Falling outside the principles of “pure diagnosis” cases: Brady v Southend University Hospitals NHS Foundation Trust [2020] EWHC 158 (QB)

In this post, Henry King of 12KBW examines the limited application of so-called “pure diagnosis” cases in the context of a case where failure to diagnose a patient’s abdominal mass as an actinomycosis infection was found to be non-negligent on traditional Bolam / Bolitho principles.

The cases of Bolam v Friern Hospital Management Committee [1957] 1 W.L.R 582 and Bolitho v City and Hackney Health Authority [1997] UKHL 46 concerned treatment and whether the doctor has acted within a reasonable, respectable and responsible range of medical opinion. As such, there is room for a genuine difference of opinion. There are, however, cases in (say) radiology or histology where a diagnosis is likely right or wrong. This is termed a “pure diagnosis” case. 

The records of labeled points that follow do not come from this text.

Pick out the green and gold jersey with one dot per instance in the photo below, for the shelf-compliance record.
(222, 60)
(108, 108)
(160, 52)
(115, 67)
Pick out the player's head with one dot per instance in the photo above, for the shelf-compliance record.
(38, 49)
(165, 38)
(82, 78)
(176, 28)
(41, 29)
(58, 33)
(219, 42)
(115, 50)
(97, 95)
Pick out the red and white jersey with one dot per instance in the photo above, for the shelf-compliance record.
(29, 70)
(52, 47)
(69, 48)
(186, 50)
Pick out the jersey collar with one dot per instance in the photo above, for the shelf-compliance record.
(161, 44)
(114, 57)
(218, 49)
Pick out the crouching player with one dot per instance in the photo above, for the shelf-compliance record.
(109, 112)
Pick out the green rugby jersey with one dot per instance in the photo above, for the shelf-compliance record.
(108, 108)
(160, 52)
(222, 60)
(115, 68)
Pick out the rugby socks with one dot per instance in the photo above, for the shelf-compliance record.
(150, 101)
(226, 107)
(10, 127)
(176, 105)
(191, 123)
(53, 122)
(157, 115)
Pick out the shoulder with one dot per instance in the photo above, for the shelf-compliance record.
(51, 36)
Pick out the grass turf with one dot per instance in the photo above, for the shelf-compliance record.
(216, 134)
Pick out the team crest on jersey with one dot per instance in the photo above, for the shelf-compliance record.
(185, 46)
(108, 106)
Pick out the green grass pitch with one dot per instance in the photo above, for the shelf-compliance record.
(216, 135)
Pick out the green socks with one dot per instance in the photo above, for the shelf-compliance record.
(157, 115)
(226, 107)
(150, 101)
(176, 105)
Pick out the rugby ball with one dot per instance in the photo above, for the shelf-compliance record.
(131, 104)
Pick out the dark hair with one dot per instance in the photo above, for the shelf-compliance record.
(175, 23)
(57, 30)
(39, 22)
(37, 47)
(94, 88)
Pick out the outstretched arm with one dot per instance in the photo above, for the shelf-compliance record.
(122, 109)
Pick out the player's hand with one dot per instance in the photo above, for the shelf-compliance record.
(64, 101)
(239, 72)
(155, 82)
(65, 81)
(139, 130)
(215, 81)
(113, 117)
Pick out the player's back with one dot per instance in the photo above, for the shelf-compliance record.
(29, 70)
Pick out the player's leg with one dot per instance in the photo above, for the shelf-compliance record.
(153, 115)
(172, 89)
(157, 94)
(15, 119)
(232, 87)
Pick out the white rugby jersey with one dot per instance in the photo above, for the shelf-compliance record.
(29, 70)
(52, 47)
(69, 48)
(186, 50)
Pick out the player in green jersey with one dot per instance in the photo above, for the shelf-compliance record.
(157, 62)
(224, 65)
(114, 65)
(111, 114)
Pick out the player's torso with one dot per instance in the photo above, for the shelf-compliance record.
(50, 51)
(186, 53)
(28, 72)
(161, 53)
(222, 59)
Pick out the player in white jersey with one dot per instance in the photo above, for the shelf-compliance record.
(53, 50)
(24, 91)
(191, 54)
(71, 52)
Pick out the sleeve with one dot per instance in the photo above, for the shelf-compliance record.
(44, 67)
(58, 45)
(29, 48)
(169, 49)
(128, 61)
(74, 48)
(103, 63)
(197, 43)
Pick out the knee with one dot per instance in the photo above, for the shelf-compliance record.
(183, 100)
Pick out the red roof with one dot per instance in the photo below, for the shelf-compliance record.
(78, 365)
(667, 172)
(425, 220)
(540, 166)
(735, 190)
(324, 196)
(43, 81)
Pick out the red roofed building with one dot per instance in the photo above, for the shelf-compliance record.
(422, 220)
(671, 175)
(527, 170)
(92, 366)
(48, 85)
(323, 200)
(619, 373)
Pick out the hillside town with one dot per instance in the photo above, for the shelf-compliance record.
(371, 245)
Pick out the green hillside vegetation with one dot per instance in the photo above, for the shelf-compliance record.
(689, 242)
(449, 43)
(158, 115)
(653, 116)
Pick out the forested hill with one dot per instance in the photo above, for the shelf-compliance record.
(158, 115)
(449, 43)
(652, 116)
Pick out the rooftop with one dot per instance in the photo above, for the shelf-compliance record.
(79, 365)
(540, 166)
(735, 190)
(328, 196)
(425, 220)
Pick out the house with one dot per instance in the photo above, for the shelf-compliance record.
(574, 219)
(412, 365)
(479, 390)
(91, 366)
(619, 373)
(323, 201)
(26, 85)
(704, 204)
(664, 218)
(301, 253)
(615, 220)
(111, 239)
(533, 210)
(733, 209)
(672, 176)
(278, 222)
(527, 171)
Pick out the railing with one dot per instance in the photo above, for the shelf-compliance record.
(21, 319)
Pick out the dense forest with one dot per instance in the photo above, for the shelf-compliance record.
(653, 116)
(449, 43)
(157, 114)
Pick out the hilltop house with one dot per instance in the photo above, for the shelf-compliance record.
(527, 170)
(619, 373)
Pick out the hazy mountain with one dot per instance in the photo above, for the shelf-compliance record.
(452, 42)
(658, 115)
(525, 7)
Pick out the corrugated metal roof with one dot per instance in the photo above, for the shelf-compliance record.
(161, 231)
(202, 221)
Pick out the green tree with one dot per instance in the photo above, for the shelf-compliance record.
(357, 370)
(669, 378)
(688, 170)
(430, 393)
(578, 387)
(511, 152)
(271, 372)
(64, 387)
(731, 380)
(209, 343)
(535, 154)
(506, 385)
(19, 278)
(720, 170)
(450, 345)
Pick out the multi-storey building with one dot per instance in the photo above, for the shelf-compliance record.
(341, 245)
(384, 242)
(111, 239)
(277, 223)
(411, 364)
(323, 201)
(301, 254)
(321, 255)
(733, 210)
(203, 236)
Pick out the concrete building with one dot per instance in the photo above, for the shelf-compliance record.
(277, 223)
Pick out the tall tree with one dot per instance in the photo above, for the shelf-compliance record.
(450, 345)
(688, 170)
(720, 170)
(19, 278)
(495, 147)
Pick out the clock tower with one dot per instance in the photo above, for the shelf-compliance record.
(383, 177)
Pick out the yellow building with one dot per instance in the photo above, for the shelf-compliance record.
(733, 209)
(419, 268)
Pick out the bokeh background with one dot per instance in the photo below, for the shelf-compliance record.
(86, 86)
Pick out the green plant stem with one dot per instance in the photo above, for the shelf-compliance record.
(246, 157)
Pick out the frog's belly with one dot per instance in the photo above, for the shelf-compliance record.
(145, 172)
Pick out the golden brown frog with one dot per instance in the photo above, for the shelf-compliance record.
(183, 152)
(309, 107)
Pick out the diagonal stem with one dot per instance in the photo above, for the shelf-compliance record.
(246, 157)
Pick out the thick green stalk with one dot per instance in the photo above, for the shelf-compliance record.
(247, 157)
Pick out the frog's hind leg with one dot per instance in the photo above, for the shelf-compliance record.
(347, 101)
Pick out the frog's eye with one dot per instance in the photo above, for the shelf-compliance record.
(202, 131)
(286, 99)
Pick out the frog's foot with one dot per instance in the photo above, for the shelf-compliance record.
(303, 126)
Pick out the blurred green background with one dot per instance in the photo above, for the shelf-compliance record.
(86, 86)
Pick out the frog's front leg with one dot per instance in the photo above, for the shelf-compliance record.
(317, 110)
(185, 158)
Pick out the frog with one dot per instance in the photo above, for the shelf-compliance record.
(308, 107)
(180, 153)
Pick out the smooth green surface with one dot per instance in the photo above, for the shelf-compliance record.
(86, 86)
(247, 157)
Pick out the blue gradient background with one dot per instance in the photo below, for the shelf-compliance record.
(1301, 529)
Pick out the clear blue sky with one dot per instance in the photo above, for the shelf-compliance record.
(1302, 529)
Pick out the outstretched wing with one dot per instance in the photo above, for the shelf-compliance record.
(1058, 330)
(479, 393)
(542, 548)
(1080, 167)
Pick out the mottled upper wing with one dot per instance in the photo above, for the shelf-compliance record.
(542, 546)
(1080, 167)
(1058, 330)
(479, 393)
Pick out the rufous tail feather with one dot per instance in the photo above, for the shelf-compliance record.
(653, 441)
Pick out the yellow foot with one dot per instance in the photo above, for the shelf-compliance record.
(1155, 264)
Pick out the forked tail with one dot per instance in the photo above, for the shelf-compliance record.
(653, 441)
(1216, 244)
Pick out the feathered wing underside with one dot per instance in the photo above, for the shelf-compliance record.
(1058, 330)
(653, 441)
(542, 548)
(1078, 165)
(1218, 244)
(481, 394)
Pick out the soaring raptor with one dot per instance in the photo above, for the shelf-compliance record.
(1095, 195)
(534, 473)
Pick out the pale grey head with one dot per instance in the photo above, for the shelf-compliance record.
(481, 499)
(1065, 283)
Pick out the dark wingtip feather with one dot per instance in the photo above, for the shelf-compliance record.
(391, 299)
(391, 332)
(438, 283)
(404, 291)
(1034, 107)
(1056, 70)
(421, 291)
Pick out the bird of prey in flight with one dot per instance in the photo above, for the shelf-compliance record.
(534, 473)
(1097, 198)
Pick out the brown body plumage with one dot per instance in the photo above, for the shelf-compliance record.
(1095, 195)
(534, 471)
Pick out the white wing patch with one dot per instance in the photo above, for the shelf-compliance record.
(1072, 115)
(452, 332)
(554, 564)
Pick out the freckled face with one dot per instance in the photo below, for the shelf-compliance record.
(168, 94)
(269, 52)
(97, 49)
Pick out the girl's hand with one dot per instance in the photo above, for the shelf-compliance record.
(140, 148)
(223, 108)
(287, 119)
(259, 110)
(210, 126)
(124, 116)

Brady v Southend University Hospitals NHS Foundation Trust [2020] EWHC 158 (QB)  was a case where the alleged negligence was a failure to perform a biopsy to confirm a specific diagnosis given that, on the Claimant’s case, there were a range of diagnoses. As such, Andrew Lewis QC found that consideration of the claim as a “pure diagnosis” case was of limited effect, preferring to categorise it as follows:

  • First, to find as a fact what the correct diagnosis at the time was likely to have been;
  • Second, and despite any confliction with the Court’s finding, whether the treating team’s assessments were negligent or not in accordance with the principles of Bolam, Bolitho, and Penney v East Kent HA [2000] Lloyds Rep Med 41,. 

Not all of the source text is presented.